Feeling the frustration, Loggin says she eagerly took on the fight and helped lead rallies with other families and staff to keep the school open. They held presentations, researched statistics and gathered support throughout the town to make sure their voices were heard.
“[There was a lot of] prejudice and racism that existed in the community separating [our school], that was the first time for me learning about poverty and discrimination,” Loggin says. “It was not just about the building, but it was about the people that were coming from some of the low-income families or immigrant families, people that had enough to worry about and were now standing up for themselves.”
Loggin says their effort was worth it as the school ended up merging with another and they were able to keep their community together. She was happy to have shown her children that it was possible to make a change but most importantly, the entire process reminded her of her younger self marching in the streets of Czechoslavkia and she saw the potential to make a difference in Canada.
She joined the Skeena Diversity Society shortly after, where she worked with a team of people fighting racism through different projects. She learned a lot about different cultures, including First Nations, which she says was an important experience as she recognized they all had a lot in common and how their differences should be celebrated.
When their centre officially opened up on Lazelle Ave., they began hosting weekly events, like international cooking nights, to bring people together and became the first stop for a lot of immigrants moving into the area. She welcomed newcomers, connected them to opportunities and did everything to make them feel that Canada was home. Helping people settle into a new foreign country gave her the feeling that she had a purpose as she was able to relate to their initial struggles and support them through it.
“First, I thought maybe I’m only here [in Canada] to give my children the life best possible… I would sometimes feel like I might never get [English],” Loggin says. “But it kind of brought it all together, becoming a world citizen… and [Skeena Diversity] was a platform for everybody to share and tell us where they were from… it’s not about carrying a country flag but saying, this is my journey.”

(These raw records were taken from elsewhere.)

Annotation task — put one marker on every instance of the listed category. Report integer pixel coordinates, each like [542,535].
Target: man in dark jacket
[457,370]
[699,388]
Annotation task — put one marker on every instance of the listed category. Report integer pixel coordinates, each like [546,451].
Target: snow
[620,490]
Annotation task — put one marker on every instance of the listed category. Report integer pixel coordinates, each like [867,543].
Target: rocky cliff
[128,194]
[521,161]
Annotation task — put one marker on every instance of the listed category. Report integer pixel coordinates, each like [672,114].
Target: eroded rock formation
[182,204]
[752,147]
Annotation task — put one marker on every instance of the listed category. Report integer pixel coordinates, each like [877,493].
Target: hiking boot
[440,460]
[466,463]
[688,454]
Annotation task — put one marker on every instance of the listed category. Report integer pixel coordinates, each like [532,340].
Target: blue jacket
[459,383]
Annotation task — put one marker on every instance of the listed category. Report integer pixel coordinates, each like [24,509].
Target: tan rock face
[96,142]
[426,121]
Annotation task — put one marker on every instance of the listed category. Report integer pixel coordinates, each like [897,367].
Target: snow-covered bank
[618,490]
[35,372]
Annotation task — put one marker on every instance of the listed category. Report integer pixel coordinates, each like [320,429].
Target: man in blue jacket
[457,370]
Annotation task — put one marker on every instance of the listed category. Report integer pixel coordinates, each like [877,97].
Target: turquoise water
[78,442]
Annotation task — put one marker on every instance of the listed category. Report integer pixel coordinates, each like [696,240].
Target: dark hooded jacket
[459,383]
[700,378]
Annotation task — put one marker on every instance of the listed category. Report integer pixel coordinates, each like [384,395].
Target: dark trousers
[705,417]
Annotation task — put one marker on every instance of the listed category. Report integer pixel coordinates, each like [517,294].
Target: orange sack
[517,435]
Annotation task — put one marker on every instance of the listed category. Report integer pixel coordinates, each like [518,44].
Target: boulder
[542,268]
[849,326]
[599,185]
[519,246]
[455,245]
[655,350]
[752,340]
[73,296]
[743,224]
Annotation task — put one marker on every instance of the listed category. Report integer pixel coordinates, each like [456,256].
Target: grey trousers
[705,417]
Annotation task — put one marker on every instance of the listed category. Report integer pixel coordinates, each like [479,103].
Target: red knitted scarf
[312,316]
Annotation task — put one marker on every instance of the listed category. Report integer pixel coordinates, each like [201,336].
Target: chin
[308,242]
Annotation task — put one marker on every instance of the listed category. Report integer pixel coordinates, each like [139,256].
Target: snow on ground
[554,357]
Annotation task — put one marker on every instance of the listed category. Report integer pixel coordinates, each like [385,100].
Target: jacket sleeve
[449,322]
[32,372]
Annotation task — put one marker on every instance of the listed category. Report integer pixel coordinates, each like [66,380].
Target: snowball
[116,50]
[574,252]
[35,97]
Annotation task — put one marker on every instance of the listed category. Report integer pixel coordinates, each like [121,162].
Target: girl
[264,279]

Loggin also joined the Terrace Downtown Improvement Area society for a few years, as she saw the benefit of making a city accessible to everyone. When visiting her family in Europe, she became conscious of how places worked and how they affected people through their urban design.
“[I met an architect] who spoke about how urban planning affects child development and everything else. I realized how Europe focuses on town squares versus how cities have been built for cars in North America,” she says. “And I was kind of asking, what can we do instead of bulldozing the whole thing and starting over?”
Working with the board and downtown business owners, they came up with initiatives and events to create a feeling of pride for residents. Loggin wanted to make Terrace more aesthetically-pleasing with more greenery and places of gathering, along with encouraging everyone to work together.
With the Skeena Diversity Society approaching its 20th year, Loggin summarizes her job as a project director as providing a “Terrace family” for anyone that needs one and offering a place to share stories.
“Coming together here, I feel that I get to meet new people every day and it’s super exciting. It’s like going through the journey of discovering this town and Canada all over again,” she says. “And when people share stories, they connect hearts.”